Anti-mariage pour tous « humiliés » : Christiane Taubira ne décolère pas et tacle Emmanuel Macron (VIDEO)

Anti-mariage pour tous « humiliés » : Christiane Taubira ne décolère pas et tacle Emmanuel Macron (VIDEO)

L'ancienne ministre de la Justice est revenue à la charge cette semaine contre les propos d'Emmanuel Macron, qui avait estimé le 16 février dernier dans une interview pour L'Obs, que les manifestants anti-mariage pour tous avaient été « humiliés » par le gouvernement de François Hollande.

« Que des manifestants s'invitent dans le débat sur la base du mariage en tant que sacrement, c'est leur droit, mais ce que nous étions en train de faire, c'était de traiter de libertés individuelles et de traiter d'égalité », a insisté Christiane Taubira, sur le plateau de l'émission « C à vous » de France 5 ce mercredi 22 février.

Le candidat d'« En marche ! » pour l'élection présidentielle avait déclaré : « Une des erreurs fondamentales de ce quinquennat a été d’ignorer une partie du pays qui a de bonnes raisons de vivre dans le ressentiment et les passions tristes. C’est ce qui s’est passé avec le mariage pour tous, où on a humilié cette France-Là ».
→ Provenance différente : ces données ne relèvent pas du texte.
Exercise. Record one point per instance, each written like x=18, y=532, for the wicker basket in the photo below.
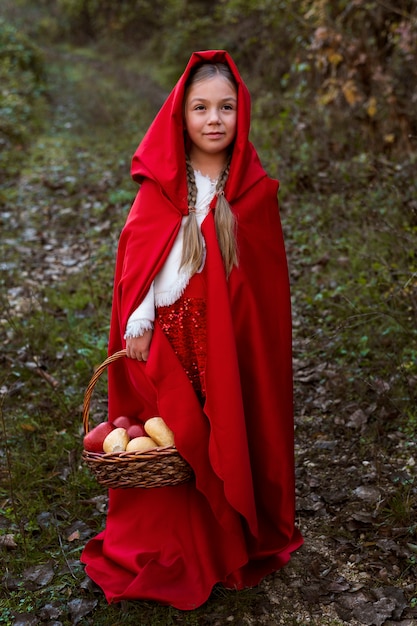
x=160, y=467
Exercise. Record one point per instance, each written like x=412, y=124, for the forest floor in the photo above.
x=354, y=492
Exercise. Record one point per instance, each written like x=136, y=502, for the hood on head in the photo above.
x=161, y=153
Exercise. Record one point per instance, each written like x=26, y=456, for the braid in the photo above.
x=193, y=247
x=225, y=222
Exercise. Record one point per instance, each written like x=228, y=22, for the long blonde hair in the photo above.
x=224, y=218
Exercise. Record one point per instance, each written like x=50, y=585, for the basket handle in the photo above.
x=98, y=372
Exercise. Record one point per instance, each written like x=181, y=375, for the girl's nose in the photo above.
x=214, y=117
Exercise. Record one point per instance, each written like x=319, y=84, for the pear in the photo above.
x=159, y=431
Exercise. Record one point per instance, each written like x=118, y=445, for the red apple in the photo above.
x=93, y=440
x=123, y=422
x=136, y=430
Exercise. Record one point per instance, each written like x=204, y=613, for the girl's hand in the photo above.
x=138, y=347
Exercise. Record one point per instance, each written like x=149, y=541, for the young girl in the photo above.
x=202, y=305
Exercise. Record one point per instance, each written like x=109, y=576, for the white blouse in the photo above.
x=169, y=284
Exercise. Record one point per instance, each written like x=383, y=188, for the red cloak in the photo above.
x=235, y=523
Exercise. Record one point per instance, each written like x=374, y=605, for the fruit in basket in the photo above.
x=93, y=440
x=141, y=444
x=116, y=440
x=136, y=430
x=159, y=431
x=123, y=422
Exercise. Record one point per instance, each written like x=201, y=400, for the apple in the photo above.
x=93, y=440
x=136, y=430
x=123, y=422
x=116, y=440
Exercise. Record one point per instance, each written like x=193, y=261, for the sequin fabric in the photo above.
x=184, y=323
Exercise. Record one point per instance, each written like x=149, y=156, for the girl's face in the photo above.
x=210, y=116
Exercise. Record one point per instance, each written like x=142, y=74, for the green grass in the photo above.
x=353, y=264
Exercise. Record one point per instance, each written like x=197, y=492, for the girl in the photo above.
x=202, y=305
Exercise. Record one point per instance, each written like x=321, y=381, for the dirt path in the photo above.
x=358, y=564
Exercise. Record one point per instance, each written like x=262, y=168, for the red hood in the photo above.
x=161, y=154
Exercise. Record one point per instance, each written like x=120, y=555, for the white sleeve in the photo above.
x=143, y=317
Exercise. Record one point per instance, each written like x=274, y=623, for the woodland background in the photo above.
x=334, y=87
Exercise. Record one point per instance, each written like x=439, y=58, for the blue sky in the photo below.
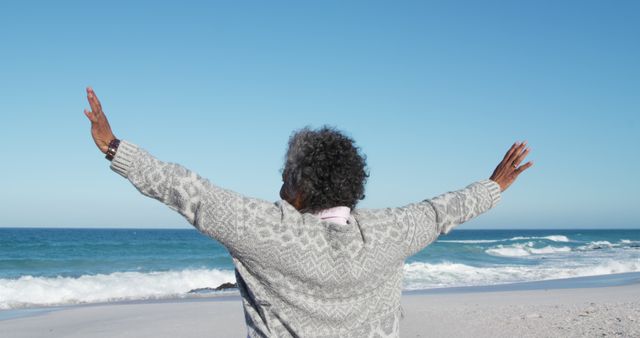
x=433, y=92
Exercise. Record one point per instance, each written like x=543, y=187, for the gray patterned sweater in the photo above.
x=300, y=276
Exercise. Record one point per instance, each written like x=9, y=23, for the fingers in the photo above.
x=516, y=153
x=90, y=116
x=524, y=167
x=520, y=157
x=96, y=107
x=509, y=152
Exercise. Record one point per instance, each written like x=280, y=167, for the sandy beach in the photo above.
x=545, y=309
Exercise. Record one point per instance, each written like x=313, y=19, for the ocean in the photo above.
x=47, y=267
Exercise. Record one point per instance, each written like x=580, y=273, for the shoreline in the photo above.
x=597, y=281
x=571, y=307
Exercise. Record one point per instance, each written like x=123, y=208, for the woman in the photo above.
x=310, y=265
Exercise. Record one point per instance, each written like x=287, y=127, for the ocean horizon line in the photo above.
x=192, y=228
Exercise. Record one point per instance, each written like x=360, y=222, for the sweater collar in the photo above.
x=339, y=215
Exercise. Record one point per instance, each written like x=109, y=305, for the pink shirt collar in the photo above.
x=338, y=215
« Je ne comprends pas le discours d'Emmannuel Macron, je ne l'entends pas, je le trouve choquant, parce que les agressions, elles ont été sur les personnes homosexuelles, elles ont été sur les enfants des familles monoparentales, des agressions physiques, des agressions verbales », assène Christiane Taubira.

« J'ai reçu, à longueur de temps, du 'macaque', 'casse-toi', 'dégage', 'fous le camp chez toi', 'espèce de guenon', 'la banane c'est pour la guenon', 'retourne dans ton arbre' », a-t-elle encore rappelé, égrenant ce jeudi face à la journaliste Léa Salamé dans « Stupéfiant! » les injures dont elle aura par ailleurs fait l'objet durant les débats.

Alors « qui a été humilié ? Les personnes homosexuelles, qui ont subi des agressions verbales et physiques. (...) Les enfants qu'on a traités d'"enfants Playmobil. (...) Elle était où l'humiliation? Lorsqu'un seul type de famille était validé ? »

Le ton s'approche peu à peu de celui auquel elle a pu recourir dans l'hémicycle de l'Assemblée nationale, lorsqu'elle défendait sa loi. « Combien de milliers, de millions de familles ont été humiliées, parce qu'elle ne correspondent pas à ce modèle-là ? », conclut-elle.